It’s a File System… It’s a Database Table… It’s SQL Server Denali FileTable!

SQL Server 2008 introduced FILESTREAM, an innovative feature that integrates the relational database engine with the NTFS file system to provide highly efficient storage and management of BLOBs. Now FileTable, a new feature coming in the next version of SQL Server (code-named “Denali”), builds on FILESTREAM and takes database BLOB management to the next level. In this post, I’ll explain FileTable and show you how it works. I also encourage you to experiment with FileTable yourself by downloading and installing SQL Server Denali CTP3 from http://bit.ly/DenaliCTP3 (but be sure to install it on a virtual machine; beta software can be difficult or impossible to uninstall).

Note: FileTable relies on FILESTREAM, so you need to understand FILESTREAM to fully understand FileTable. If you’re new to FILESTREAM, you can get the necessary background by reading my three earlier blog posts Introducing FILESTREAM, Enabling and Using FILESTREAM, and Using SqlFileStream.

FileTable combines FILESTREAM with hierarchyid (another SQL Server 2008 feature) and the Windows file system API to deliver new and exciting BLOB capabilities in SQL Server. (I just love seeing reusability leveraged like this.) Like the two words joined in its name, one FileTable functions as two distinct things simultaneously:

  1. A FileTable is an Ordinary Table
  2. A FileTable is an Ordinary File System

First and foremost, a FileTable is a regular SQL Server database table in every respect, with one exception: The schema of a FileTable is fixed. The columns of a FileTable and their data types are pre-determined by SQL Server. Specifically, every FileTable contains these columns:

Column Name Data Type Description
stream_id uniqueidentifier ROWGUIDCOL Unique row identifier
file_stream varbinary(max) FILESTREAM BLOB content (NULL if directory)
name nvarchar(255) Name of file or directory
path_locator hierarchyid Location of file or directory within the logical file system
creation_time datetimeoffset(7) Created
last_write_time datetimeoffset(7) Last Modified
last_access_time datetimeoffset(7) Last Accessed
is_directory bit 0=file, 1=directory
is_offline bit Storage attributes
is_hidden bit
is_readonly bit
is_archive bit
is_system bit
is_temporary bit

Every FileTable implements a logical folder structure using the path_locator column. This is a hierarchyid value that denotes the location of each file and folder (row) within the logical file system (table). The hierarchyid data type was introduced in SQL Server 2008 as a binary value that, relative to other hierarchyid values in the same tree structure, identifies a unique node position (reminder to self: blog on hierarchyid!). It is implemented as a system CLR type, which means that it’s a .NET framework class, and has a set of methods you can use (e.g., GetAncestor, GetDescendant, GetReparentedValue, IsDescendantOf, etc.) to traverse and manipulate the hierarchy. Thus, it’s perfect for casting the hierarchical structure of a file system over a relational table, as FileTable does.
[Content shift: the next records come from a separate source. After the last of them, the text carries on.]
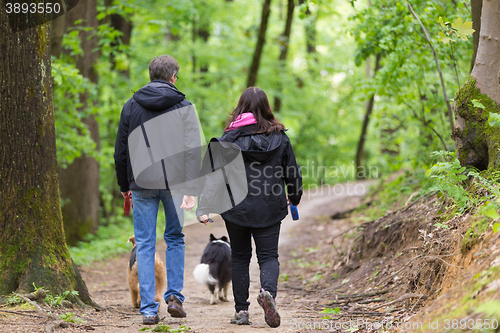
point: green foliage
(70, 318)
(108, 241)
(324, 93)
(448, 179)
(451, 179)
(392, 193)
(13, 299)
(458, 28)
(71, 107)
(494, 119)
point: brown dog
(133, 279)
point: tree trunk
(79, 182)
(33, 248)
(476, 6)
(284, 43)
(478, 144)
(364, 128)
(261, 40)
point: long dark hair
(255, 100)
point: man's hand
(188, 202)
(203, 219)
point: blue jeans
(146, 203)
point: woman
(269, 163)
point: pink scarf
(243, 119)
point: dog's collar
(220, 241)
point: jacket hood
(256, 147)
(158, 95)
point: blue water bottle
(294, 211)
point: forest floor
(339, 273)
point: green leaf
(330, 310)
(440, 21)
(492, 213)
(478, 104)
(462, 28)
(494, 119)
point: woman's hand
(203, 219)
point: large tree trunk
(284, 44)
(477, 142)
(261, 40)
(476, 6)
(33, 247)
(79, 182)
(364, 128)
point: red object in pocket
(128, 205)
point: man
(157, 158)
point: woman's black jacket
(270, 164)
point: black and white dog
(215, 268)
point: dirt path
(106, 280)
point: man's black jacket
(158, 141)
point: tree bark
(476, 6)
(79, 182)
(284, 44)
(33, 247)
(478, 143)
(366, 121)
(261, 40)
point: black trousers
(266, 242)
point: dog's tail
(202, 275)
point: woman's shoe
(241, 318)
(266, 301)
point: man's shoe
(241, 318)
(266, 301)
(150, 320)
(175, 307)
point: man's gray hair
(162, 68)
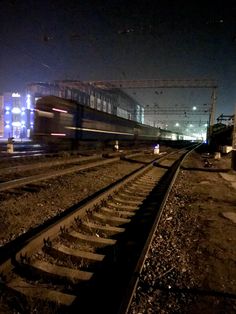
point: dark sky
(102, 40)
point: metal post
(211, 115)
(233, 160)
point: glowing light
(58, 134)
(28, 102)
(16, 110)
(15, 95)
(59, 110)
(16, 124)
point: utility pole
(233, 161)
(211, 115)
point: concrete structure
(98, 97)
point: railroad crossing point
(156, 149)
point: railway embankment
(190, 267)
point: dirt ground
(191, 265)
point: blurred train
(65, 123)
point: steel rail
(128, 295)
(40, 177)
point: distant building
(17, 109)
(16, 115)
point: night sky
(109, 40)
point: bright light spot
(16, 110)
(58, 134)
(15, 95)
(16, 124)
(59, 110)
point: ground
(191, 265)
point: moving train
(67, 123)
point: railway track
(18, 176)
(84, 262)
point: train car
(59, 120)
The path_locator column is defined as the table’s primary key with a non-clustered index. A separate key value is also stored in the stream_id column with a non-clustered unique index. This is the uniqueidentifier ROWGUIDCOL value required by any table with varbinary(max) FILESTREAM columns, so FileTable is no exception. And unlike path_locator, this unique value will never change once it is assigned to a new FileTable row, even if the row is later “reparented” (i.e., moved to another location in the hierarchy). Thus, you should treat stream_id as each row’s “ID,” even though it isn’t the table’s primary key.

Every row in a FileTable corresponds precisely to either a single file or folder, as determined by the bit value in the is_directory column. The file or folder name is stored in the name column as an nvarchar(255) string. All of the other column names are self-describing, and are used to store typical file system information such as various timestamps and storage attributes. The actual file content (the BLOB itself) is stored in the file_stream column, which is a varbinary(max) data type decorated with the FILESTREAM attribute. This means that the binary content in the file_stream column is stored in the NTFS file system that SQL Server is managing behind the scenes, rather than the structured file groups where all the other table data is stored (standard FILESTREAM behavior in SQL Server 2008).
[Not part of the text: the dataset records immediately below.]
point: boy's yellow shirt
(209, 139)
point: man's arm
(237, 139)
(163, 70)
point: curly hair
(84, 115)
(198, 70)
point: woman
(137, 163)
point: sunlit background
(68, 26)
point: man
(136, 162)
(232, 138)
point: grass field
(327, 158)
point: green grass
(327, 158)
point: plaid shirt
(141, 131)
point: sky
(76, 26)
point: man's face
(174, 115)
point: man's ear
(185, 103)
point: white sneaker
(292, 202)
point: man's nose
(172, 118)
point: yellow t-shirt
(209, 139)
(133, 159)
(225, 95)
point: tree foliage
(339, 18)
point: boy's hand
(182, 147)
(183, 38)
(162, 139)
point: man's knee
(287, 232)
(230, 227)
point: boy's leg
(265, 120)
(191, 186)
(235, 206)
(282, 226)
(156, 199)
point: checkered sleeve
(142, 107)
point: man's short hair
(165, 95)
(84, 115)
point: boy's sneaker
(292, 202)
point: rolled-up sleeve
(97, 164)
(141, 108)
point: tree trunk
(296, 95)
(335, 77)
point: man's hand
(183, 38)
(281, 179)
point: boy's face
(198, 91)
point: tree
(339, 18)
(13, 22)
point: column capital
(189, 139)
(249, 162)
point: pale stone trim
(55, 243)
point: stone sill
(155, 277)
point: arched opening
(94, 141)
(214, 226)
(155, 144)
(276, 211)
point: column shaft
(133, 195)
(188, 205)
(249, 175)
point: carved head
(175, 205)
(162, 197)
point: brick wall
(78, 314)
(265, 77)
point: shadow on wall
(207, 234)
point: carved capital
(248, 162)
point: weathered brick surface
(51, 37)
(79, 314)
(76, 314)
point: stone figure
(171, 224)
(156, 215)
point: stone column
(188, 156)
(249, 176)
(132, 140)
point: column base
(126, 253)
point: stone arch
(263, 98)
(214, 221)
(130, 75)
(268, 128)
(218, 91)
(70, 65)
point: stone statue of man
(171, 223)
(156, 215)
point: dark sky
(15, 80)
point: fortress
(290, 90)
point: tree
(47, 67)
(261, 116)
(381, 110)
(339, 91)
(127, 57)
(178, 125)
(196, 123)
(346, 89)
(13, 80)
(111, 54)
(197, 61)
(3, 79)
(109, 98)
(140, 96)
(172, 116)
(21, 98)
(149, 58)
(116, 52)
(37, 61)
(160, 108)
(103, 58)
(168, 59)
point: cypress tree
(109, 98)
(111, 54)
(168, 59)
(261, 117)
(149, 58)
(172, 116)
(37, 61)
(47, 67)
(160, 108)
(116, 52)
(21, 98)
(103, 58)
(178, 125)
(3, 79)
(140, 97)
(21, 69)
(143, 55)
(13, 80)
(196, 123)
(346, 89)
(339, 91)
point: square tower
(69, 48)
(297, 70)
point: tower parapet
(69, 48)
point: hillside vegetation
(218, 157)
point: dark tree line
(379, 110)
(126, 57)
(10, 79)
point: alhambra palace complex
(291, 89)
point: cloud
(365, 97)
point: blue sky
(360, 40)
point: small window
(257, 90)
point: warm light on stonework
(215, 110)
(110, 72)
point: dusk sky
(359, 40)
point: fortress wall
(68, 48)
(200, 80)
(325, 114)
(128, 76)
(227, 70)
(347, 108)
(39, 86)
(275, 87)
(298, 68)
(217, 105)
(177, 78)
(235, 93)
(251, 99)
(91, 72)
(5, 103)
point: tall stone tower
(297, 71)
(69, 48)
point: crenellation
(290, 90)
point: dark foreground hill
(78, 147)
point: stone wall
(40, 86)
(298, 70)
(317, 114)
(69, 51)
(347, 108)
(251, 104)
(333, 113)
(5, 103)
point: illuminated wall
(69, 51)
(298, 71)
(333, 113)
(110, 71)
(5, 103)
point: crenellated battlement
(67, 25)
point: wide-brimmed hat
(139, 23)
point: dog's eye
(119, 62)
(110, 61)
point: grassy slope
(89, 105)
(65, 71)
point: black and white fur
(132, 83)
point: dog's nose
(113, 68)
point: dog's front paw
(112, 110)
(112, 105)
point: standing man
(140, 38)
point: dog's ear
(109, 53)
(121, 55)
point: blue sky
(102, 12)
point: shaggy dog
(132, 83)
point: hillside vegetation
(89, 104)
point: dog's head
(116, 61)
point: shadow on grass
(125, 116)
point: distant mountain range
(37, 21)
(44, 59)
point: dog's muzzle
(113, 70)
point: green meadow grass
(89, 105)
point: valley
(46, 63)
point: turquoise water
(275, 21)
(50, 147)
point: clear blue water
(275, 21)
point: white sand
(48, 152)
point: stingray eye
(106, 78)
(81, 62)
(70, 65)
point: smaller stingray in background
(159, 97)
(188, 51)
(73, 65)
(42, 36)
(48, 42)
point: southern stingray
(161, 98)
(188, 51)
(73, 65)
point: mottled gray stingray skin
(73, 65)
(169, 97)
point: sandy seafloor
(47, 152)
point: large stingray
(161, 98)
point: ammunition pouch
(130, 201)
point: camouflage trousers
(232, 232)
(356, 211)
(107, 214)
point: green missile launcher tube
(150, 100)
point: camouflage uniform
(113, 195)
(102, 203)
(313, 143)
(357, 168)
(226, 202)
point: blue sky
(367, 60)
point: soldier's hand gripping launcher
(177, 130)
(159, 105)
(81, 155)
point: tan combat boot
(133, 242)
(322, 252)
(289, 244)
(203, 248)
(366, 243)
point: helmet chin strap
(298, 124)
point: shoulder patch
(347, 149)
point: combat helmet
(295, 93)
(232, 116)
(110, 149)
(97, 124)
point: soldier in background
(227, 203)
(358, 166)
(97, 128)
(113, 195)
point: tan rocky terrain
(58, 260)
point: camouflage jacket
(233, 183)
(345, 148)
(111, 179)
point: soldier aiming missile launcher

In addition to these fourteen columns, each FileTable includes the following three computed (read-only) columns:

Column Name Data Type Description
parent_path_locator hierarchyid Parent node derived from path_locator
file_type nvarchar(255) Extension derived from name
cached_file_size bigint BLOB byte length derived from file_stream

The parent_path_locator column returns the result of calling GetAncestor(1) on path_locator to obtain the path_locator to the parent folder of any file or folder in the table. The file_type column returns the extension of the filename parsed from the string value in the name column. And the cached_file_size column returns the number of bytes stored in the file_stream column (these are BLOBs stored in SQL Server’s internally-managed NTFS file system behind the scenes).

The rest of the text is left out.